Zinsser died in May of this year. I didn’t know anything about his life or work until I found this book. Zinsser was a writer, a journalist, and a teacher. He was dedicated to the craft, and I’m going to get right into talking about what I got out of his book.
If a subject interests you, go after it, even if it’s in the next county or the next state or the next country. It’s not going to come looking for you. Decide what you want to do. Then decide to do it. Then do it.
I have a lot of creative friends. A common complaint I hear is a feeling of shame or guilt for doing the kind of work they find most interesting. As if they felt compelled to make something else because what they want to create is wrong.
Most of my friends have shed these feelings, or learned to ignore them.

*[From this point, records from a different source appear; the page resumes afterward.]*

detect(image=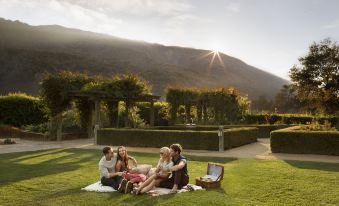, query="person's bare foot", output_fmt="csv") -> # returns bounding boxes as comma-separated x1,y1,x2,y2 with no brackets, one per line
170,185,178,194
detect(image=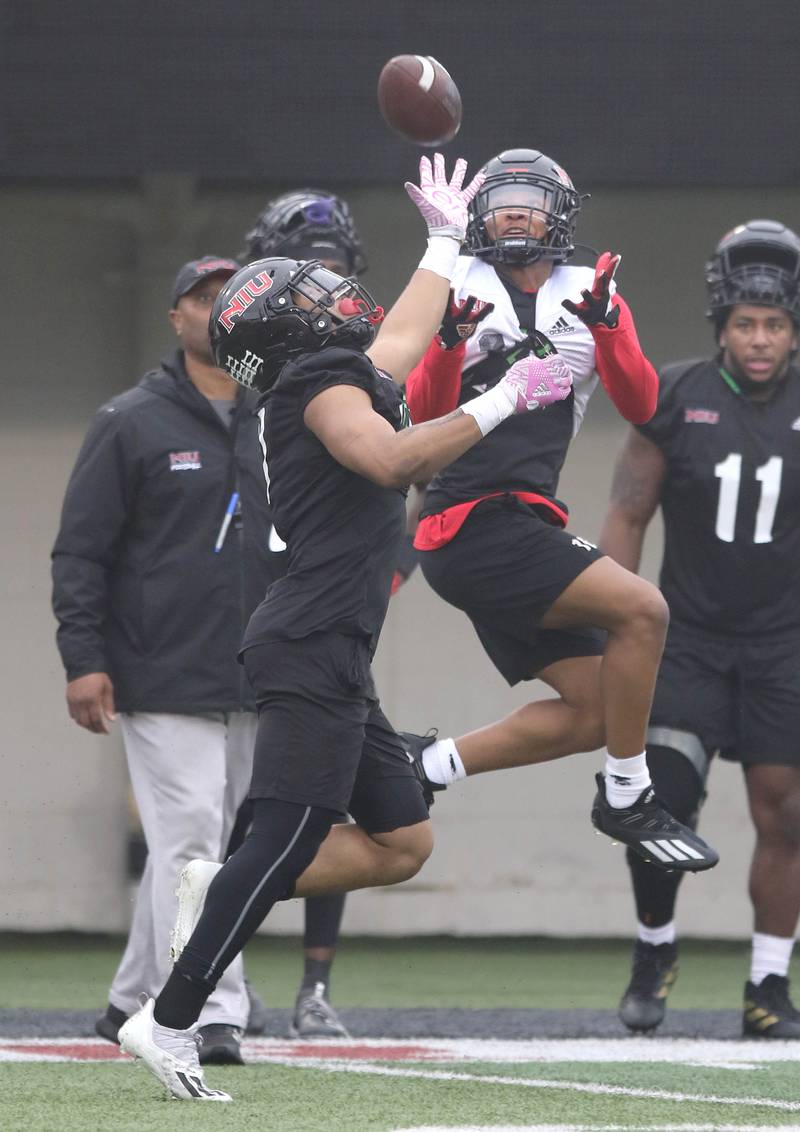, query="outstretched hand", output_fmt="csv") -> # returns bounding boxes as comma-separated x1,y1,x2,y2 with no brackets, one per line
498,346,573,413
436,288,494,350
405,153,485,243
561,251,622,329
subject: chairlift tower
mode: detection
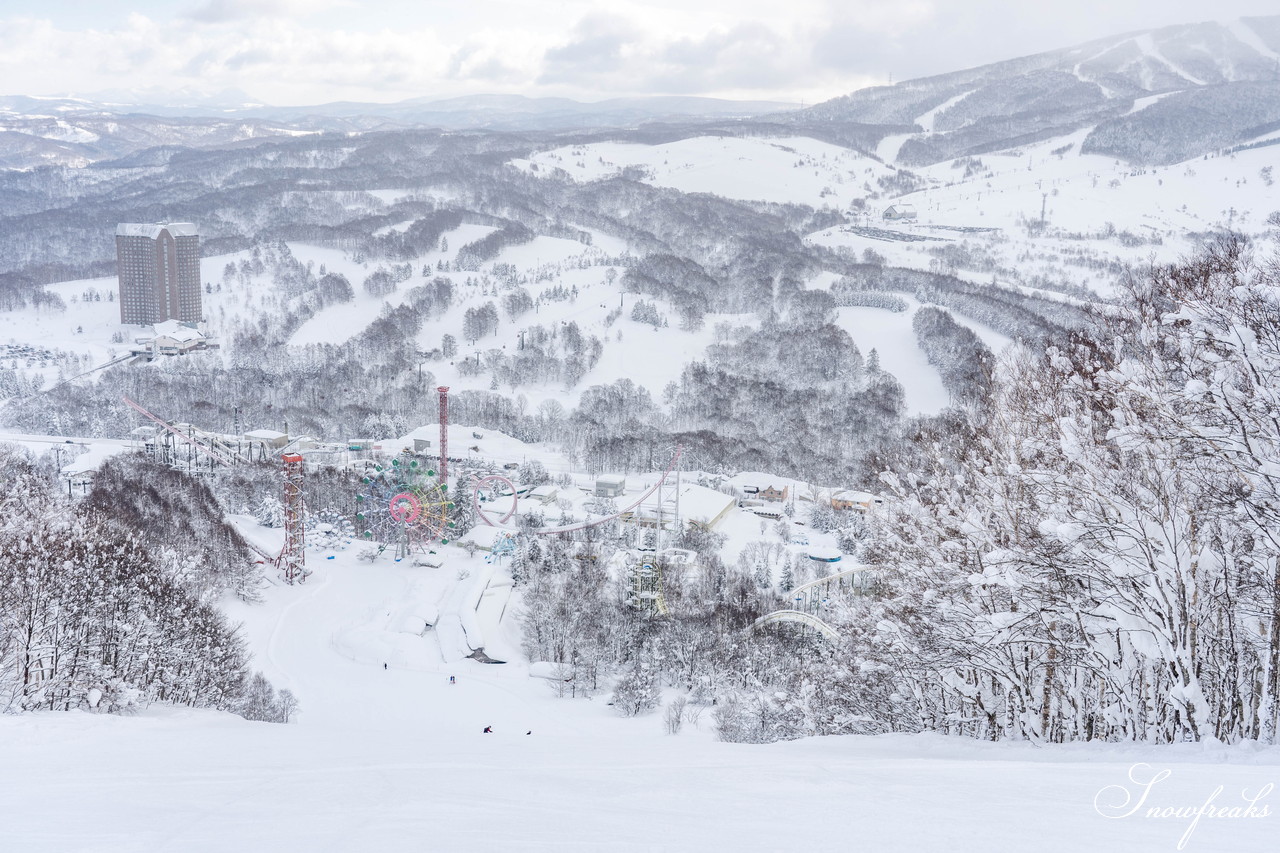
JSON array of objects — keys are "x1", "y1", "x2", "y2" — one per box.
[
  {"x1": 435, "y1": 386, "x2": 449, "y2": 489},
  {"x1": 280, "y1": 453, "x2": 311, "y2": 584}
]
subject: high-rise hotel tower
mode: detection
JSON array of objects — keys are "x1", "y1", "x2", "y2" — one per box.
[{"x1": 115, "y1": 222, "x2": 200, "y2": 325}]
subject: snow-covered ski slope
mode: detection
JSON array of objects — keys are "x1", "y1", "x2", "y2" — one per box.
[
  {"x1": 10, "y1": 216, "x2": 967, "y2": 414},
  {"x1": 512, "y1": 136, "x2": 892, "y2": 206},
  {"x1": 0, "y1": 535, "x2": 1280, "y2": 853},
  {"x1": 513, "y1": 126, "x2": 1280, "y2": 298}
]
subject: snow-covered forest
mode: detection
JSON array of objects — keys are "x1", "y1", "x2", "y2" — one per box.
[{"x1": 0, "y1": 18, "x2": 1280, "y2": 850}]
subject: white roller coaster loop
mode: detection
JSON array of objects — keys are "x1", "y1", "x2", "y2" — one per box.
[
  {"x1": 751, "y1": 610, "x2": 840, "y2": 643},
  {"x1": 479, "y1": 444, "x2": 684, "y2": 537}
]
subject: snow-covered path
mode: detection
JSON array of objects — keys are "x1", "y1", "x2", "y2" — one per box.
[{"x1": 0, "y1": 549, "x2": 1280, "y2": 853}]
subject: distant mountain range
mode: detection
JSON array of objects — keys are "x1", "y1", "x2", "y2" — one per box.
[
  {"x1": 0, "y1": 90, "x2": 794, "y2": 169},
  {"x1": 0, "y1": 15, "x2": 1280, "y2": 169},
  {"x1": 776, "y1": 15, "x2": 1280, "y2": 167}
]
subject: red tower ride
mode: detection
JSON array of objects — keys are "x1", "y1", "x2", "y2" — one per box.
[
  {"x1": 436, "y1": 386, "x2": 449, "y2": 488},
  {"x1": 280, "y1": 453, "x2": 307, "y2": 584}
]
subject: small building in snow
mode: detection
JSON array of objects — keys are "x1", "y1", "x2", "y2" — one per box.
[
  {"x1": 883, "y1": 204, "x2": 915, "y2": 222},
  {"x1": 595, "y1": 474, "x2": 627, "y2": 497},
  {"x1": 529, "y1": 485, "x2": 559, "y2": 506},
  {"x1": 152, "y1": 320, "x2": 209, "y2": 355},
  {"x1": 831, "y1": 491, "x2": 884, "y2": 515},
  {"x1": 244, "y1": 429, "x2": 289, "y2": 450}
]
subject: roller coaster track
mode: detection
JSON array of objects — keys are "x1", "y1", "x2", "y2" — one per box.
[
  {"x1": 480, "y1": 444, "x2": 684, "y2": 537},
  {"x1": 791, "y1": 566, "x2": 876, "y2": 596},
  {"x1": 751, "y1": 610, "x2": 840, "y2": 643},
  {"x1": 124, "y1": 397, "x2": 238, "y2": 466}
]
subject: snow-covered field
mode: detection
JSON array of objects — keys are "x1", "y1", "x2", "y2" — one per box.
[{"x1": 0, "y1": 537, "x2": 1280, "y2": 853}]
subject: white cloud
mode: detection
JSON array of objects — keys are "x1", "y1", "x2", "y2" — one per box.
[{"x1": 0, "y1": 0, "x2": 1270, "y2": 104}]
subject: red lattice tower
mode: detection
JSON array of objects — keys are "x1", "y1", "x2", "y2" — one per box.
[
  {"x1": 280, "y1": 453, "x2": 307, "y2": 584},
  {"x1": 436, "y1": 386, "x2": 449, "y2": 488}
]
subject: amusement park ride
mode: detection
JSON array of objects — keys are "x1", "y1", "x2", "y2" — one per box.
[{"x1": 124, "y1": 386, "x2": 682, "y2": 604}]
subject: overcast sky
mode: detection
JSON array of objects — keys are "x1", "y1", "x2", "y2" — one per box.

It’s something that happens as you get older and give less of a shit about what you should be doing.
I feel fortunate I never felt this way. Then again, I didn’t get around to doing the work I’ve always wanted to do until well into my 30s.
Don’t become the prisoner of a preconceived plan. Writing is no respecter of blueprints.
It’s about not fighting the current. If your work takes you into unexpected areas, go gladly. I’m an architect, but that doesn’t mean I don’t garden. I almost always end up gardening. A character will say something I didn’t expect, adding a different shade of meaning to the story, or take it in an new direction. One that never existed in my most careful outline.
One man’s romantic sunrise is another man’s hangover.
Words like “charm” and “romantic” are meaningless. If you hope to capture something you hold close to your heart, stay away from filler words. Be precise when you write. Be exact, say what you mean to say, and leave no room for doubt.
There are many good reasons for writing that have nothing to do with being published. Writing is a powerful search mechanism, and one of its satisfactions is to come to terms with your life narrative. Another is to work through some of life’s hardest knocks--loss, grief, illness, addiction, disappointment, failure--and to find understanding and solace.
Oh man, absolutely. I had a shitty couple of years before I realized I had to stop fucking around and start writing. I’m not going to get super personal here, but one of my main driving forces was my mom’s death in February of 2014. She’s the reason I became a reader, and she’s the reason I always wanted to be a writer.
I like to think she’d like what I’m writing. She always did.
On Writing Well is wonderful advice for any writer. It’s about doing the work you want to do, not fighting the current when it sweeps you up, even as it threatens to drown you, and always, always, always, doing your absolute fucking best.